Molecular dating of the teleost whole genome duplication (3R) is compatible with the expectations of delayed rediploidization.
Minbo QiJames ClarkEdmund R R MoodyDavide PisaniPhillip C J DonoghuePublished in: Genome biology and evolution (2024)
Vertebrate evolution has been punctuated by three whole genome duplication (WGD) events that have been implicated causally in phenotypic evolution, from the origin of phenotypic novelties to explosive diversification. Arguably the most dramatic of these is the 3R WGD event associated with the origin of teleost fishes which comprise more than half of all living vertebrate species. However, tests of a causal relationship between WGD and teleost diversification have proven difficult due to the challenge of establishing the timing of these phenomena.

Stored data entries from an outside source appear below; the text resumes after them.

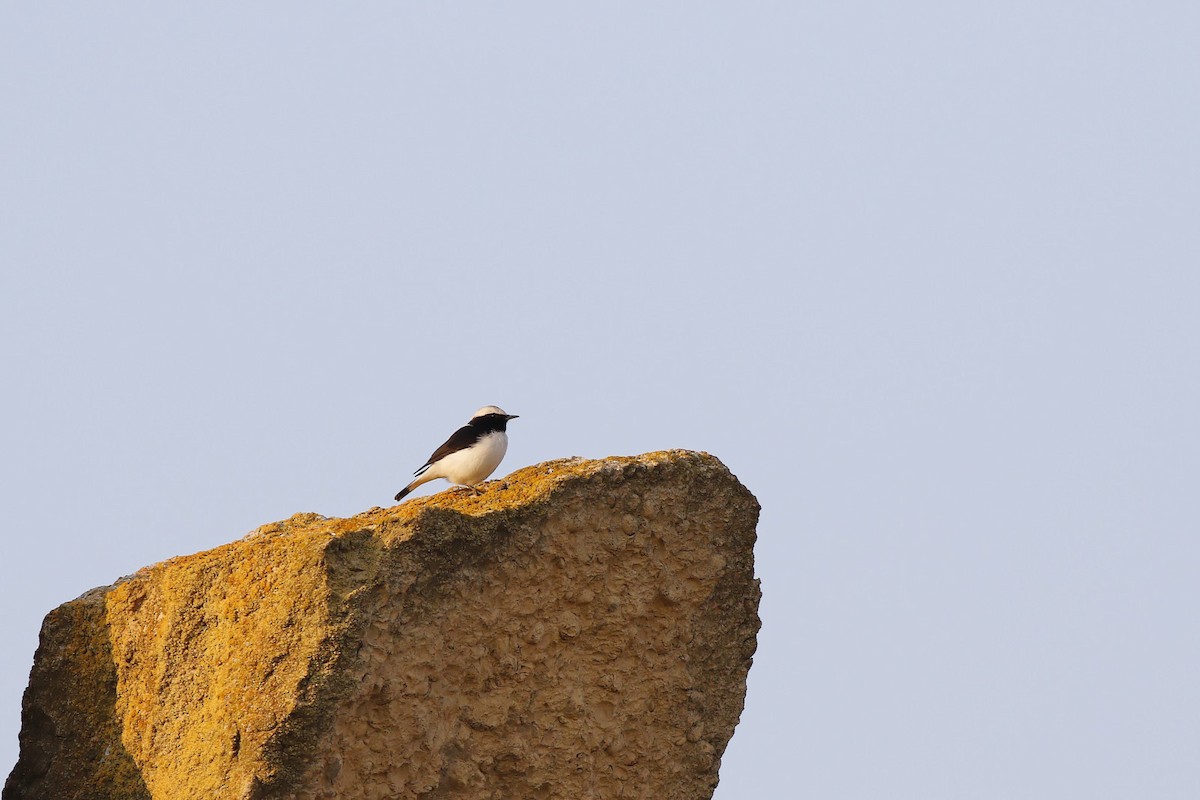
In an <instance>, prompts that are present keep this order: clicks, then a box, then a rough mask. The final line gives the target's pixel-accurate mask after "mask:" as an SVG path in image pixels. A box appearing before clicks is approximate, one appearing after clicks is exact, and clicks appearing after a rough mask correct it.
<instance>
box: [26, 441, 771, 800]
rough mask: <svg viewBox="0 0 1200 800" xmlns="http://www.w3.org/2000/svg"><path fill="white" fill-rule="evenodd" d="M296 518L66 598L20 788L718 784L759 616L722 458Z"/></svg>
mask: <svg viewBox="0 0 1200 800" xmlns="http://www.w3.org/2000/svg"><path fill="white" fill-rule="evenodd" d="M484 489H485V491H484V493H482V494H481V495H479V497H474V495H472V494H469V493H468V492H466V491H448V492H443V493H440V494H437V495H432V497H428V498H421V499H416V500H410V501H408V503H404V504H402V505H398V506H394V507H390V509H373V510H371V511H367V512H364V513H361V515H358V516H355V517H350V518H347V519H328V518H324V517H319V516H317V515H298V516H295V517H292V518H290V519H287V521H284V522H281V523H275V524H272V525H264V527H263V528H260V529H258V530H257V531H254V533H252V534H251V535H250V536H247V537H245V539H242V540H240V541H238V542H233V543H232V545H227V546H224V547H220V548H216V549H214V551H209V552H205V553H198V554H196V555H190V557H182V558H176V559H172V560H169V561H166V563H163V564H157V565H155V566H151V567H148V569H145V570H142V571H140V572H138V573H137V575H134V576H131V577H130V578H127V579H124V581H121V582H119V583H118V584H115V585H113V587H108V588H104V589H97V590H92V591H90V593H88V594H85V595H84V596H82V597H79V599H78V600H76V601H72V602H70V603H66V604H64V606H61V607H60V608H58V609H55V610H53V612H52V613H50V614H49V615H48V616H47V619H46V622H44V625H43V628H42V640H41V645H40V646H38V651H37V655H36V657H35V663H34V670H32V675H31V678H30V686H29V688H28V690H26V693H25V700H24V706H23V727H22V734H20V747H22V751H20V760H19V762H18V764H17V766H16V769H14V770H13V772H12V775H10V777H8V782H7V784H6V786H5V790H4V800H17V799H34V798H46V799H50V798H53V799H55V800H70V799H73V798H79V799H83V798H88V799H92V798H95V799H114V800H115V799H118V798H120V799H130V798H155V799H156V800H162V799H168V798H170V799H174V798H180V799H182V798H188V799H191V798H238V799H247V800H250V799H253V800H258V799H266V798H296V799H312V800H316V799H326V798H328V799H334V798H337V799H340V800H350V799H360V798H361V799H368V798H370V799H374V798H378V799H384V798H388V799H391V798H472V799H475V798H479V799H484V798H488V799H491V798H496V799H500V798H504V799H510V798H539V799H542V798H544V799H557V798H563V799H571V800H576V799H583V798H654V799H667V800H670V799H676V798H678V799H684V798H686V799H688V800H692V799H697V798H710V796H712V793H713V788H714V787H715V786H716V778H718V768H719V765H720V758H721V753H722V752H724V751H725V746H726V745H727V744H728V740H730V736H732V734H733V728H734V726H736V724H737V721H738V717H739V715H740V712H742V706H743V700H744V697H745V678H746V672H748V669H749V668H750V662H751V656H752V654H754V650H755V639H756V633H757V630H758V616H757V606H758V596H760V591H758V583H757V581H756V579H755V578H754V541H755V524H756V522H757V513H758V505H757V503H756V501H755V499H754V497H752V495H751V494H750V493H749V492H748V491H746V489H745V487H743V486H742V485H740V483H739V482H738V481H737V479H736V477H734V476H733V475H732V474H730V471H728V470H727V469H726V468H725V467H724V465H722V464H721V463H720V462H719V461H718V459H716V458H714V457H712V456H709V455H706V453H697V452H690V451H680V450H674V451H664V452H655V453H647V455H643V456H637V457H629V458H606V459H601V461H584V459H564V461H558V462H548V463H545V464H539V465H536V467H529V468H526V469H522V470H518V471H517V473H514V474H512V475H510V476H509V477H506V479H504V480H503V481H492V482H490V483H487V485H485V486H484Z"/></svg>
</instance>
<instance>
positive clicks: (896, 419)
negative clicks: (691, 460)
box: [0, 1, 1200, 800]
mask: <svg viewBox="0 0 1200 800" xmlns="http://www.w3.org/2000/svg"><path fill="white" fill-rule="evenodd" d="M1198 42H1200V6H1196V5H1195V4H1186V2H1148V4H1115V2H1091V4H1081V2H1055V1H1051V2H1044V1H1043V2H1006V4H986V5H980V4H966V5H964V4H947V2H913V4H895V2H816V4H792V2H748V4H710V2H688V4H656V5H654V4H652V5H647V4H632V2H606V4H602V5H593V6H581V5H578V4H551V2H536V4H515V5H511V4H504V5H499V4H478V2H462V4H436V5H434V4H424V5H420V6H418V5H415V4H360V5H358V6H355V7H354V8H348V7H346V6H344V4H343V5H337V6H334V5H324V6H317V5H307V4H294V2H289V4H282V2H263V4H252V5H251V6H247V5H246V4H205V5H204V6H203V7H199V6H197V7H194V8H182V7H173V8H169V10H168V8H163V7H162V6H161V4H116V5H112V4H109V5H106V6H103V7H101V6H96V5H84V4H5V5H4V6H0V108H2V109H4V112H2V114H0V337H2V338H0V367H2V374H4V377H5V379H4V392H2V395H0V410H2V415H0V419H2V420H4V422H2V425H0V480H2V486H4V495H2V497H4V498H5V501H6V518H7V519H8V524H7V535H6V537H5V545H6V557H5V558H4V559H2V561H0V602H2V607H4V609H5V613H4V615H2V616H0V626H2V627H0V640H2V642H4V643H5V648H4V649H2V651H0V772H2V774H4V775H6V774H7V771H8V770H10V769H11V766H12V764H13V763H14V762H16V758H17V730H18V723H19V702H20V693H22V691H23V688H24V686H25V681H26V678H28V670H29V667H30V663H31V658H32V652H34V649H35V646H36V642H37V630H38V625H40V622H41V619H42V616H43V615H44V614H46V613H47V612H48V610H49V609H50V608H53V607H54V606H56V604H59V603H61V602H64V601H66V600H70V599H72V597H74V596H77V595H79V594H80V593H83V591H85V590H86V589H89V588H91V587H95V585H100V584H107V583H110V582H112V581H114V579H115V578H118V577H119V576H121V575H126V573H128V572H132V571H133V570H136V569H138V567H139V566H143V565H145V564H150V563H154V561H157V560H161V559H164V558H169V557H172V555H176V554H182V553H191V552H196V551H200V549H205V548H209V547H212V546H216V545H220V543H222V542H226V541H229V540H233V539H236V537H239V536H241V535H242V534H245V533H247V531H248V530H251V529H253V528H254V527H257V525H259V524H262V523H266V522H271V521H274V519H278V518H283V517H287V516H289V515H292V513H294V512H299V511H316V512H320V513H325V515H337V516H346V515H352V513H355V512H358V511H361V510H365V509H368V507H371V506H373V505H386V504H389V503H390V498H391V497H392V494H395V492H396V491H397V489H398V488H400V487H401V486H403V485H404V482H406V479H407V476H408V475H409V474H410V473H412V470H413V469H415V468H416V467H418V465H419V464H420V463H421V462H422V461H424V459H425V457H426V456H428V453H430V452H431V450H432V449H433V447H434V446H436V445H437V444H439V443H440V441H442V439H443V438H444V437H445V435H446V434H448V433H449V432H450V431H451V429H454V427H456V426H458V425H461V423H462V422H464V421H466V419H467V416H469V415H470V413H472V411H473V410H474V409H475V408H478V407H479V405H482V404H485V403H498V404H500V405H503V407H504V408H505V409H508V410H509V411H511V413H514V414H520V415H521V419H520V420H518V421H517V422H514V423H512V426H511V446H510V450H509V456H508V458H506V461H505V462H504V464H503V465H502V468H500V473H508V471H511V470H514V469H516V468H518V467H523V465H527V464H530V463H536V462H540V461H545V459H550V458H557V457H564V456H575V455H580V456H589V457H600V456H606V455H625V453H637V452H643V451H648V450H656V449H662V447H690V449H697V450H707V451H709V452H713V453H714V455H716V456H718V457H720V458H721V459H722V461H725V463H726V464H728V467H730V468H731V469H732V470H733V471H734V473H736V474H737V475H738V476H739V477H740V479H742V480H743V481H744V482H745V483H746V486H749V487H750V489H751V491H754V492H755V494H757V497H758V499H760V501H761V503H762V505H763V515H762V522H761V525H760V531H758V534H760V540H758V548H757V557H758V573H760V576H761V578H762V582H763V604H762V609H761V613H762V618H763V628H762V632H761V634H760V649H758V655H757V656H756V661H755V666H754V669H752V670H751V675H750V692H749V698H748V703H746V710H745V714H744V716H743V720H742V724H740V727H739V728H738V732H737V735H736V736H734V738H733V741H732V744H731V746H730V748H728V751H727V753H726V758H725V764H724V766H722V770H721V786H720V787H719V788H718V792H716V795H715V796H716V798H718V800H742V799H744V798H822V799H856V800H857V799H862V800H878V799H880V798H913V799H917V798H919V799H922V800H930V799H946V800H952V799H953V800H959V799H961V798H996V799H1003V800H1008V799H1012V798H1022V799H1024V798H1032V799H1040V798H1055V799H1057V798H1064V796H1075V798H1091V799H1104V798H1111V799H1114V800H1116V799H1118V798H1120V799H1122V800H1124V799H1127V798H1132V796H1140V798H1171V799H1174V798H1178V799H1181V800H1182V799H1187V800H1192V799H1194V798H1196V796H1200V759H1198V758H1196V751H1198V746H1200V691H1198V690H1196V675H1198V674H1200V619H1198V606H1200V539H1198V535H1200V510H1198V494H1200V493H1198V491H1196V488H1198V482H1200V426H1198V423H1196V413H1198V408H1200V371H1198V363H1200V323H1198V306H1200V303H1198V295H1200V277H1198V265H1200V224H1198V216H1200V148H1198V143H1200V112H1198V108H1200V106H1198V98H1200V47H1198V44H1196V43H1198ZM430 488H434V487H430Z"/></svg>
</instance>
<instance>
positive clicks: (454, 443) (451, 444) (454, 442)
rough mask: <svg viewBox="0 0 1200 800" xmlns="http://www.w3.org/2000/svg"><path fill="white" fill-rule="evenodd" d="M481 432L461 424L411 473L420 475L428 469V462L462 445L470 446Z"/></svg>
mask: <svg viewBox="0 0 1200 800" xmlns="http://www.w3.org/2000/svg"><path fill="white" fill-rule="evenodd" d="M482 433H484V432H482V431H480V429H479V428H473V427H472V426H469V425H464V426H462V427H461V428H458V429H457V431H455V432H454V434H452V435H451V437H450V438H449V439H446V440H445V444H443V445H442V446H440V447H438V449H437V450H434V451H433V455H432V456H430V459H428V461H427V462H425V463H424V464H422V465H421V468H420V469H419V470H416V471H415V473H413V475H420V474H421V473H424V471H425V470H426V469H428V468H430V464H432V463H433V462H436V461H439V459H442V458H445V457H446V456H449V455H450V453H452V452H458V451H460V450H462V449H463V447H469V446H472V445H473V444H475V443H476V441H479V438H480V437H481V435H482Z"/></svg>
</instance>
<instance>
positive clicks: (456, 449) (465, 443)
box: [396, 405, 517, 500]
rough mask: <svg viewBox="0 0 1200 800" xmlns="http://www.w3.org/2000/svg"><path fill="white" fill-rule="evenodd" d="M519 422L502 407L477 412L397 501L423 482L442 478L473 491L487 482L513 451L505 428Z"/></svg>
mask: <svg viewBox="0 0 1200 800" xmlns="http://www.w3.org/2000/svg"><path fill="white" fill-rule="evenodd" d="M515 419H517V415H516V414H508V413H505V410H504V409H503V408H500V407H499V405H485V407H484V408H481V409H479V410H478V411H475V414H474V415H473V416H472V417H470V421H469V422H468V423H467V425H464V426H462V427H461V428H458V429H457V431H455V432H454V435H452V437H450V438H449V439H446V440H445V444H444V445H442V446H440V447H438V449H437V450H434V451H433V455H432V456H430V459H428V461H427V462H425V465H424V467H421V468H420V469H419V470H416V471H415V473H413V475H416V480H414V481H413V482H412V483H409V485H408V486H406V487H404V488H402V489H401V491H400V492H398V493H397V494H396V500H400V499H402V498H403V497H404V495H406V494H408V493H409V492H412V491H413V489H415V488H416V487H418V486H420V485H421V483H428V482H430V481H434V480H437V479H439V477H444V479H446V480H448V481H450V482H451V483H461V485H462V486H469V487H472V488H474V486H475V485H476V483H480V482H482V481H485V480H487V476H488V475H491V474H492V473H493V471H494V470H496V468H497V467H499V465H500V461H503V459H504V453H505V452H506V451H508V449H509V434H508V433H505V428H508V425H509V420H515Z"/></svg>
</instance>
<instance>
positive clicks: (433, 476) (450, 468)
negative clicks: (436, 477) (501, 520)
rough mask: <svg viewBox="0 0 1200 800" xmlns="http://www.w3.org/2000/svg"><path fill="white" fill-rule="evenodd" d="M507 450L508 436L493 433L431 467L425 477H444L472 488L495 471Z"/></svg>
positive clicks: (457, 482) (448, 456)
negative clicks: (472, 444)
mask: <svg viewBox="0 0 1200 800" xmlns="http://www.w3.org/2000/svg"><path fill="white" fill-rule="evenodd" d="M508 450H509V434H506V433H504V432H503V431H493V432H491V433H488V434H487V435H485V437H484V438H482V439H480V440H479V441H476V443H475V444H474V445H472V446H470V447H467V449H466V450H460V451H458V452H456V453H450V455H449V456H446V457H445V458H443V459H442V461H439V462H438V463H437V464H434V465H433V467H431V468H430V471H427V473H426V475H428V476H431V477H444V479H446V480H448V481H450V482H451V483H462V485H463V486H474V485H475V483H479V482H481V481H485V480H487V476H488V475H491V474H492V473H494V471H496V468H497V467H499V465H500V462H502V461H504V453H505V452H508Z"/></svg>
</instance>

Here we show, based on molecular clock dating of concatenated gene alignments, that the 3R WGD event occurred in the early-middle Permian (286.18-267.20 Million years ago; Ma), 52.02-12.84 million years (Myr) before the divergence of crown-teleosts in the latest-Permian-earliest Late Triassic (254.36-234.16 Ma) and long before the major pulses of teleost diversification in Ostariophysi and Percomorpha (56.37-100.17 Myr and at least 139.24-183.29 Myr later, respectively). The extent of this temporal gap between putative cause and effect precludes 3R as a deterministic driver of teleost diversification. However, these age constraints remain compatible with the expectations of a prolonged rediploidization process following WGD which, through the effects of chromosome rearrangement and gene loss, remains a viable mechanism to explain the evolution of teleost novelties and diversification.